Few tips to consider:
* Buy smaller batches if affordable to insure you use them before they get the chance to damage.
* Primary drivers of damage by oxidation are heat, oxygen and light, so keep them in a cool, dry, dark place and make sure to screw the lid on as soon as you’re done using them.
I’d be remissed if I didn’t share a growing belief regarding all oils including the perceived “healthy” ones. Whole foods (not the grocery chain) plant based diets exclude oils from consideration because all are processed to a certain degree by definition – the process of converting a whole plant into oil compromises the original structure of the plant leaving behind per Molly Patrick of Clean Food Dirty Girl blog a “nutrient void, high fat, calorie dense ingredient with zero fiber and hardly a trace of the beneficial nutrients from the original whole plant food.” The absence of fiber is a big consideration because low fiber equals quick absorption of food which equals fast conversion into body fat.

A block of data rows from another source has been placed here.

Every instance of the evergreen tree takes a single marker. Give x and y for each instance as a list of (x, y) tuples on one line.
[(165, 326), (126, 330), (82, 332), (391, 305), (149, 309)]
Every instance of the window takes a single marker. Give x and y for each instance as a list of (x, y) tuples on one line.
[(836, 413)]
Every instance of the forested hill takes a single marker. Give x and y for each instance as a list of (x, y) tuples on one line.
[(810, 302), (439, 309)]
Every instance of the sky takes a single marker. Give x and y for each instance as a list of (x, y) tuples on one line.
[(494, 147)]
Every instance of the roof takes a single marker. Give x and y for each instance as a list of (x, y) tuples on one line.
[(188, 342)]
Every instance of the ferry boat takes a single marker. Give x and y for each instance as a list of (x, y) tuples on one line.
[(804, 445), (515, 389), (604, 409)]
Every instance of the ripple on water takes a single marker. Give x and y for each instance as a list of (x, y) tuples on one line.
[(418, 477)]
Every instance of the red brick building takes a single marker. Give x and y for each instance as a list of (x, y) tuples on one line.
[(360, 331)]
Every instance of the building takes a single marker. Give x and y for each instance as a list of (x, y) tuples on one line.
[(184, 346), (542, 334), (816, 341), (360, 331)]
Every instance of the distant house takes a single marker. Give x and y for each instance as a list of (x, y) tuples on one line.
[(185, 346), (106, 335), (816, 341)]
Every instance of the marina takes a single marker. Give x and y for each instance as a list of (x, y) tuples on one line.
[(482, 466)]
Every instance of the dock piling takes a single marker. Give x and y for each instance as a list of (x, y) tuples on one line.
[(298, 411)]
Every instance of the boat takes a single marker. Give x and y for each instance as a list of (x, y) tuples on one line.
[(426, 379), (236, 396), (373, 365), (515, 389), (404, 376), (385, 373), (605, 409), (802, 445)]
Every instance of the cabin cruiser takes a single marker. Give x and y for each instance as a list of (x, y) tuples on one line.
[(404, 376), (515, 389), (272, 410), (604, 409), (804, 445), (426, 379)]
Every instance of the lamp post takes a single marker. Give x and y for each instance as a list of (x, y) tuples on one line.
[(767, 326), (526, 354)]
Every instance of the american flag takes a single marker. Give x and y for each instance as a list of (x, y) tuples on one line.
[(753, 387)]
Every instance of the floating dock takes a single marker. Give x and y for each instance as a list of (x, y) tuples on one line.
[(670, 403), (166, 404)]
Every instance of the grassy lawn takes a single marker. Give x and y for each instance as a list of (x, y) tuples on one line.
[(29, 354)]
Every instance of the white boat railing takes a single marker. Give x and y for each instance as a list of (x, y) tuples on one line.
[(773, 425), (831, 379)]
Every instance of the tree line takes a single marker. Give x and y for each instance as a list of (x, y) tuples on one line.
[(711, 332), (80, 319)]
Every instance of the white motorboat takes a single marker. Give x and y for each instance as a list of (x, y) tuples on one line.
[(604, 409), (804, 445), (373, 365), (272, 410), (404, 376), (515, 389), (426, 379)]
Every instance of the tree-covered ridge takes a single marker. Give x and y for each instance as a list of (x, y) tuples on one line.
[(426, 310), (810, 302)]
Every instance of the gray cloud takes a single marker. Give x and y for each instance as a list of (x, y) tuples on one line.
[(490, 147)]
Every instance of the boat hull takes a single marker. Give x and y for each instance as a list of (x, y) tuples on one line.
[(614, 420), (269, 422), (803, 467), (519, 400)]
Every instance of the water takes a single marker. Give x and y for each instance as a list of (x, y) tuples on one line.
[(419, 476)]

Patrick goes on to give an example of what happens of how processing impacts nutrients and structure of food by using conversion of sesame seeds to sesame oil as an example:
1/4 cup of sesame seeds has:
* 213 calories
* 18 grams of fat
* 6.3 grams of fiber
* 6.3 grams of protein
* Rich in vitamins, minerals and phytochemicals.
1/4 cup of sesame oil has:
* 482 calories,
* 54.5 grams of fat
* 0 grams of fiber
* 0 grams of protein
* Most of the original vitamins, minerals and phytochemicals are removed during the process of turning sesame seeds into sesame oil.